Thanks to Kevin Capp, who is responsible for THIS awesome article, I am now a published writer.
I greatly appreciate the opportunity that K.Capp gave me, but because of my inexperience in editorial, I was not heedful of the hack job editors can, and almost always will, do to your text. Of course, as a blossoming writer, I should expect this, but anyone who knows me knows that I am not interested in helping and ONLY interested in ranting, as adduced in my original written prose, as well as the picture used for my article in Club World Magazine.

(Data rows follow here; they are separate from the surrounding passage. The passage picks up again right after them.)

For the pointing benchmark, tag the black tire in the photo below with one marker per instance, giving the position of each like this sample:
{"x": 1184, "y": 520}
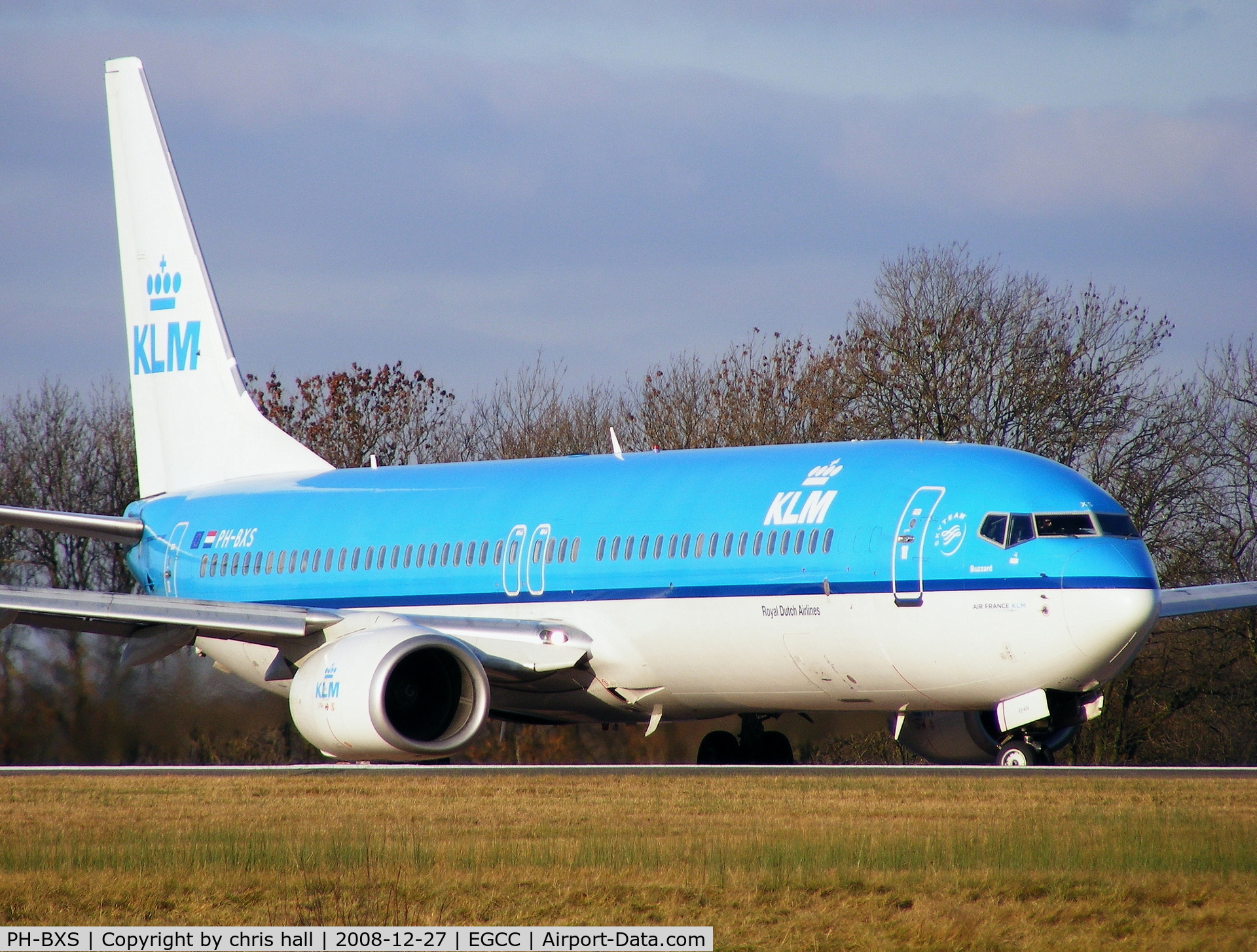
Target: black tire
{"x": 1020, "y": 754}
{"x": 720, "y": 747}
{"x": 774, "y": 748}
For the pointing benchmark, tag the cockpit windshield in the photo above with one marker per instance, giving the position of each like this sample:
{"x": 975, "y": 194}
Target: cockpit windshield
{"x": 1113, "y": 523}
{"x": 1065, "y": 523}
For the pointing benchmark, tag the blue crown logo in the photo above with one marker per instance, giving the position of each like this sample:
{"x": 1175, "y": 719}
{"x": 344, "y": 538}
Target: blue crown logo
{"x": 162, "y": 288}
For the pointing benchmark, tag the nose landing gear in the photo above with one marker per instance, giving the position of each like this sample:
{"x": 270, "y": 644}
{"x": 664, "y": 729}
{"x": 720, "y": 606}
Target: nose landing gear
{"x": 754, "y": 745}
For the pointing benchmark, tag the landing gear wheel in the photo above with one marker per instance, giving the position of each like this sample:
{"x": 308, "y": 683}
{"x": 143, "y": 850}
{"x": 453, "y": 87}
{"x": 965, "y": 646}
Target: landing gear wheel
{"x": 720, "y": 747}
{"x": 774, "y": 748}
{"x": 1020, "y": 754}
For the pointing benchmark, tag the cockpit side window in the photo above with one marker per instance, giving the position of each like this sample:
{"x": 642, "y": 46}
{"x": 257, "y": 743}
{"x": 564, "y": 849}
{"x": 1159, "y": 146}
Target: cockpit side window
{"x": 1064, "y": 523}
{"x": 1116, "y": 524}
{"x": 1021, "y": 528}
{"x": 994, "y": 527}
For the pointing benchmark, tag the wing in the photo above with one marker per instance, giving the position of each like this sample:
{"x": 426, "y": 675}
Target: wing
{"x": 136, "y": 615}
{"x": 1207, "y": 598}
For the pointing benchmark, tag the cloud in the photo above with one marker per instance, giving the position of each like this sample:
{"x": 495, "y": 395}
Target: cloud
{"x": 371, "y": 202}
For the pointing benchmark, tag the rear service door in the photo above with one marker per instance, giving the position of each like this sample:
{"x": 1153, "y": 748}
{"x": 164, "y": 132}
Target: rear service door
{"x": 908, "y": 551}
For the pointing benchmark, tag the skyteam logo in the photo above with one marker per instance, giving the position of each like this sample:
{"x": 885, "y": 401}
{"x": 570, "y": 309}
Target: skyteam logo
{"x": 164, "y": 288}
{"x": 949, "y": 534}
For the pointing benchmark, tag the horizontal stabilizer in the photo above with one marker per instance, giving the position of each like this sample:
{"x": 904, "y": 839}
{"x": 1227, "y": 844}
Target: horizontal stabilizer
{"x": 110, "y": 528}
{"x": 1197, "y": 599}
{"x": 128, "y": 615}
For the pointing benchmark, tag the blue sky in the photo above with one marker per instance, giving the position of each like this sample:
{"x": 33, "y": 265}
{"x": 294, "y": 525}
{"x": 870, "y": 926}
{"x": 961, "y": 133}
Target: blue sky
{"x": 460, "y": 185}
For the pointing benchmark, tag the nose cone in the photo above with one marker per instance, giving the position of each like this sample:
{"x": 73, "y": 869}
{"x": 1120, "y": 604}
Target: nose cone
{"x": 1110, "y": 602}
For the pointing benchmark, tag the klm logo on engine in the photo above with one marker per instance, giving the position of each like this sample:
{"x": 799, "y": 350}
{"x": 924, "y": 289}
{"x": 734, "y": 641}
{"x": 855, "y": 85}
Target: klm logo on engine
{"x": 815, "y": 508}
{"x": 329, "y": 687}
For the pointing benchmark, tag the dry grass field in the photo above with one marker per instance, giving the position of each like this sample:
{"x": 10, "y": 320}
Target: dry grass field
{"x": 1020, "y": 860}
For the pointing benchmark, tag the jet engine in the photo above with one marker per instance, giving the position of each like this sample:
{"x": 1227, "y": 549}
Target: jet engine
{"x": 396, "y": 695}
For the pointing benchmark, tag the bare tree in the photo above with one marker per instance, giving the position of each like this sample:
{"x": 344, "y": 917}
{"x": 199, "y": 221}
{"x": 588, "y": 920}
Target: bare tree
{"x": 350, "y": 415}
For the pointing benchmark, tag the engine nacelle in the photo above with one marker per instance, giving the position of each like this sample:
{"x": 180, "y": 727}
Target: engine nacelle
{"x": 396, "y": 693}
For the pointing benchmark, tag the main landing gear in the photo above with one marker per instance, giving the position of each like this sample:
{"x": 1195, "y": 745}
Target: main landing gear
{"x": 1022, "y": 752}
{"x": 754, "y": 745}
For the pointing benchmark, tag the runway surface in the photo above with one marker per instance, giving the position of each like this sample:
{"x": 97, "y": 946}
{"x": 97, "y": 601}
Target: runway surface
{"x": 639, "y": 769}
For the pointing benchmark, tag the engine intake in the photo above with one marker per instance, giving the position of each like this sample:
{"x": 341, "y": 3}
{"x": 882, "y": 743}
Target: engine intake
{"x": 399, "y": 695}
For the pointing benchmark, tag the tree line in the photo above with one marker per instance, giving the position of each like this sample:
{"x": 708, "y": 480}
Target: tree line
{"x": 948, "y": 348}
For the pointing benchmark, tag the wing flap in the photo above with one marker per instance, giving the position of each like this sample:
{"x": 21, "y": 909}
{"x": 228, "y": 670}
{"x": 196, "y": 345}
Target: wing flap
{"x": 1197, "y": 599}
{"x": 127, "y": 615}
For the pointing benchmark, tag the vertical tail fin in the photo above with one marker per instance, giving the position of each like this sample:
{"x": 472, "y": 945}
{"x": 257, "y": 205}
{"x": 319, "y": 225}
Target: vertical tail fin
{"x": 195, "y": 423}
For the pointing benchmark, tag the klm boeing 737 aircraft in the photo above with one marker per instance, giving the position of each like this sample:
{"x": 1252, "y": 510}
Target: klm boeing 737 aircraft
{"x": 981, "y": 598}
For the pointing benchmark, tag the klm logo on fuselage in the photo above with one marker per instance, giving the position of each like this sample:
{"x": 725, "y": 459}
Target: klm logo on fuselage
{"x": 814, "y": 509}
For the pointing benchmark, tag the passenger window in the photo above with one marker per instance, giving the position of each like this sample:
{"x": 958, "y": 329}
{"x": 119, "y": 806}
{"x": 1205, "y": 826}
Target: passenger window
{"x": 1068, "y": 523}
{"x": 1021, "y": 528}
{"x": 994, "y": 527}
{"x": 1116, "y": 524}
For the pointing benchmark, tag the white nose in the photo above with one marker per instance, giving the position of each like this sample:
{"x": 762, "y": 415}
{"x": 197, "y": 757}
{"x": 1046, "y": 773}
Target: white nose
{"x": 1109, "y": 625}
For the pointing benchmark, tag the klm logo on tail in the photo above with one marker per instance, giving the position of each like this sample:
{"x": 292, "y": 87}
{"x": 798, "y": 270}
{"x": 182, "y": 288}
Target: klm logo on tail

This is the aforementioned original composition:
- In 2007 I did 300+ shows and 260+ flights… I work a lot. I am the one dj’ing the Hollywood “hot spots” you hear about. There are narratives in press where I become entangled with many celebrities of note. After becoming acquainted with my press kit, you will quickly learn that I made someone cry me a river. I had members of the Ocean posse dancing on couches. I gave a hotel heiress $200 to leave me alone after she offered me $200 to play a song I did not want to play. I am the one who had an impromptu dj round-robin with a Kid who Rocks. All that stuff is meaningless. What is important is that I play records correctly and I have always subscribed to the same adage; I play good music and if you do not like that, something is wrong with YOU. With residencies spanning the nation, I have seen and heard it all… Well, almost. After thousands of gigs, hundreds of changes in taste, and a couple decades later, the nightlife consumer never ceases to amaze me. The days of a dj “breaking a record” on the dance floors of a “Studio 54” are long gone.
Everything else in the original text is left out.